Brand-name drug makers that sell biologics have wanted biosimilars to have unique names and argued this would make it easier to track adverse events in patient records and side effect reports filed with regulators. Of course, a distinct name also gives these companies a marketing advantage, since established product identities are unlikely to confuse physicians or pharmacists
For their part, generic drug makers have argued that such rationales are really just a smokescreen designed to blunt competition. After all, lower-cost biosimilars are forecast to save the US health care system between $27 billion and $58 billion by 2021, according to the QuintilesIMS Institute for Healthcare Informatics.
Nonetheless, the FDA guidance relies on the use of different suffixes for biologics and biosimilar versions, appears to favor brand-name drug makers. Admittedly, this process is cumbersome and not the sort of thing that patients will ever encounter, but consider the implications after looking at this hypothetical situation:
For instance, a biologic could be known as OLDDRUG (MEDICINE-ABCD), while the biosimilar could be called NEWDRUG (MEDICINE-EFGH). But to physicians, who are largely only familiar with OLDDRUG (the brand name of the original biologic), it will look like NEWDRUG (the brand name of the biosimilar) has a different active chemical ingredient. This may prompt some doctors to prescribe the OLDDRUG instead.

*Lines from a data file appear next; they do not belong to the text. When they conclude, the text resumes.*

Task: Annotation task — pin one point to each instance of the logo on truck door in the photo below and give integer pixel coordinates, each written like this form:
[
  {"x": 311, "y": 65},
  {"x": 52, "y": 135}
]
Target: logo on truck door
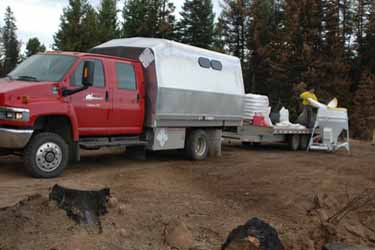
[{"x": 162, "y": 137}]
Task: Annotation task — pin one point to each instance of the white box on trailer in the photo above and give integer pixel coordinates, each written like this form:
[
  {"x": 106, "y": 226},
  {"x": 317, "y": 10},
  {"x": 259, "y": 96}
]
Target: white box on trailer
[{"x": 185, "y": 86}]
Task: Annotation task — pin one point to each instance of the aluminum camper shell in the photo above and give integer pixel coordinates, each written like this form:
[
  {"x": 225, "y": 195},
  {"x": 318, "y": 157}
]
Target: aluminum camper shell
[{"x": 185, "y": 86}]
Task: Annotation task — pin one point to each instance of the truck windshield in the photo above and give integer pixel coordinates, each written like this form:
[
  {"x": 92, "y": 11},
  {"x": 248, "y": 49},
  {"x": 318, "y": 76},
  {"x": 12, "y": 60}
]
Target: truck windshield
[{"x": 43, "y": 68}]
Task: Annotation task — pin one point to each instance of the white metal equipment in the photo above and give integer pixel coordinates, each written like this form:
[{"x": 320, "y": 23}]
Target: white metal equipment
[{"x": 332, "y": 123}]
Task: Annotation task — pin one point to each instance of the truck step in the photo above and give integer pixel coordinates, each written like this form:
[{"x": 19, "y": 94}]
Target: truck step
[{"x": 95, "y": 142}]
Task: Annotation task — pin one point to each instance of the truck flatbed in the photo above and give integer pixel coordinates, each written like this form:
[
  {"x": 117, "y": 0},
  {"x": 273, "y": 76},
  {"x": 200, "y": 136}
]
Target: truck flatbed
[{"x": 297, "y": 138}]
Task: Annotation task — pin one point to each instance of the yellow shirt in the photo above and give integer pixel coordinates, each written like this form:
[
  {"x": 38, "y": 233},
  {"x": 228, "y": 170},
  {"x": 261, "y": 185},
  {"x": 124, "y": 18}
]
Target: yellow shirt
[{"x": 306, "y": 95}]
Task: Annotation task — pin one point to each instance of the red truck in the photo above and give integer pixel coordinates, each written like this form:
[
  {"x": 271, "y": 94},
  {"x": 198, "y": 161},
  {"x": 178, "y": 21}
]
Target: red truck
[{"x": 147, "y": 93}]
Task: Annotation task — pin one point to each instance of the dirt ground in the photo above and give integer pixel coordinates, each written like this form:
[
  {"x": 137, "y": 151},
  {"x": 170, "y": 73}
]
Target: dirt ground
[{"x": 296, "y": 192}]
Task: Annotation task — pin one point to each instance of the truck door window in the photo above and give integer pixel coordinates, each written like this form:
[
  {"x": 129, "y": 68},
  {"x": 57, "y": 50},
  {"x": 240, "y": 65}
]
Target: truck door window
[
  {"x": 76, "y": 77},
  {"x": 126, "y": 76}
]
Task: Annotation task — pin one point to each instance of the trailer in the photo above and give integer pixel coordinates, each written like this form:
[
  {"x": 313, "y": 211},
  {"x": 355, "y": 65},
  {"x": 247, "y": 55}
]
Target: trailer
[{"x": 297, "y": 139}]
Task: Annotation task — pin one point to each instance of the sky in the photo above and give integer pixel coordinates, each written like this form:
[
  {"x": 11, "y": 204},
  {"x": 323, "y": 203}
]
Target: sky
[{"x": 41, "y": 18}]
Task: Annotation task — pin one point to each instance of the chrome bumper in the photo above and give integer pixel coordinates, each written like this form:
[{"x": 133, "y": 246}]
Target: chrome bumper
[{"x": 14, "y": 138}]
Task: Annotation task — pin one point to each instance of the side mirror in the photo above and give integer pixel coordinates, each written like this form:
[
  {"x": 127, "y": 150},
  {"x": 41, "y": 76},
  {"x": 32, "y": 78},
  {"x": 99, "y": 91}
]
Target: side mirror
[{"x": 88, "y": 74}]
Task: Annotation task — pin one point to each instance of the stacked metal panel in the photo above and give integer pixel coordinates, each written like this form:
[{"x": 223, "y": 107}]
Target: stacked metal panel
[{"x": 255, "y": 104}]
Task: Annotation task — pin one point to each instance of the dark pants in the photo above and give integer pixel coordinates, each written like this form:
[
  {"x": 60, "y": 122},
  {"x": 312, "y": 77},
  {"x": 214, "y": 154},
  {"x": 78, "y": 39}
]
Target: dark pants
[{"x": 307, "y": 117}]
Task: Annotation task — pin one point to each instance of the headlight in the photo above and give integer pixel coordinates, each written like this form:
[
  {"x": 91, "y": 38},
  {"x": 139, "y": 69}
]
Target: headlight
[{"x": 14, "y": 114}]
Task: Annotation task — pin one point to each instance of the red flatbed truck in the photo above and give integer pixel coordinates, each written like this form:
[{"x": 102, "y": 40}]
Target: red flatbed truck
[{"x": 152, "y": 94}]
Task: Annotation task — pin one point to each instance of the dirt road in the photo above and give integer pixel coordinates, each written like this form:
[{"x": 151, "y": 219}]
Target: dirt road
[{"x": 211, "y": 197}]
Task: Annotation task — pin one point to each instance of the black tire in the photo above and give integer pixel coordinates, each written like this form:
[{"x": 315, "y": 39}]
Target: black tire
[
  {"x": 304, "y": 142},
  {"x": 294, "y": 142},
  {"x": 197, "y": 145},
  {"x": 246, "y": 144},
  {"x": 52, "y": 159}
]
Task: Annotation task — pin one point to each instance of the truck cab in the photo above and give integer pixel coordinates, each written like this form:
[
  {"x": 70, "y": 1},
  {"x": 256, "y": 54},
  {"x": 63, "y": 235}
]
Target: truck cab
[{"x": 52, "y": 100}]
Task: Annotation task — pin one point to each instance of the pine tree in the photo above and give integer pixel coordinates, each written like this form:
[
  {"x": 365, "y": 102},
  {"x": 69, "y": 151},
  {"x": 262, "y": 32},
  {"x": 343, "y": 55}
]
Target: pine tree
[
  {"x": 107, "y": 21},
  {"x": 90, "y": 36},
  {"x": 149, "y": 18},
  {"x": 364, "y": 101},
  {"x": 2, "y": 53},
  {"x": 11, "y": 44},
  {"x": 78, "y": 28},
  {"x": 34, "y": 46},
  {"x": 196, "y": 26},
  {"x": 363, "y": 114},
  {"x": 235, "y": 22}
]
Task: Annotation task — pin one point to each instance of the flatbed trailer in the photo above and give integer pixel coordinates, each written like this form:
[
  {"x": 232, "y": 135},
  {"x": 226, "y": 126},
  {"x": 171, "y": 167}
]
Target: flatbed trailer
[{"x": 297, "y": 139}]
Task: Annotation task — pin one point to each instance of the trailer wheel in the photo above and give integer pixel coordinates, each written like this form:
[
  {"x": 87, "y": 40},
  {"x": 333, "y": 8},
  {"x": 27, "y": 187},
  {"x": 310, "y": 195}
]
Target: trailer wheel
[
  {"x": 304, "y": 142},
  {"x": 197, "y": 145},
  {"x": 46, "y": 155},
  {"x": 294, "y": 142}
]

The upshot is that the companies that must absorb the cost of revising and redesigning electronic record keeping complain that face an expensive task to accommodate the guidance.
"There is a legitimate concern," said Christian Frois, a vice president in the health care practice at Analysis Group, an economic and strategic consulting firm. "By enforcing this change on existing products, not just future biosimilars, it will create a substantial burden for the system as a whole, because the way our health care system is set up, it's not designed to support that."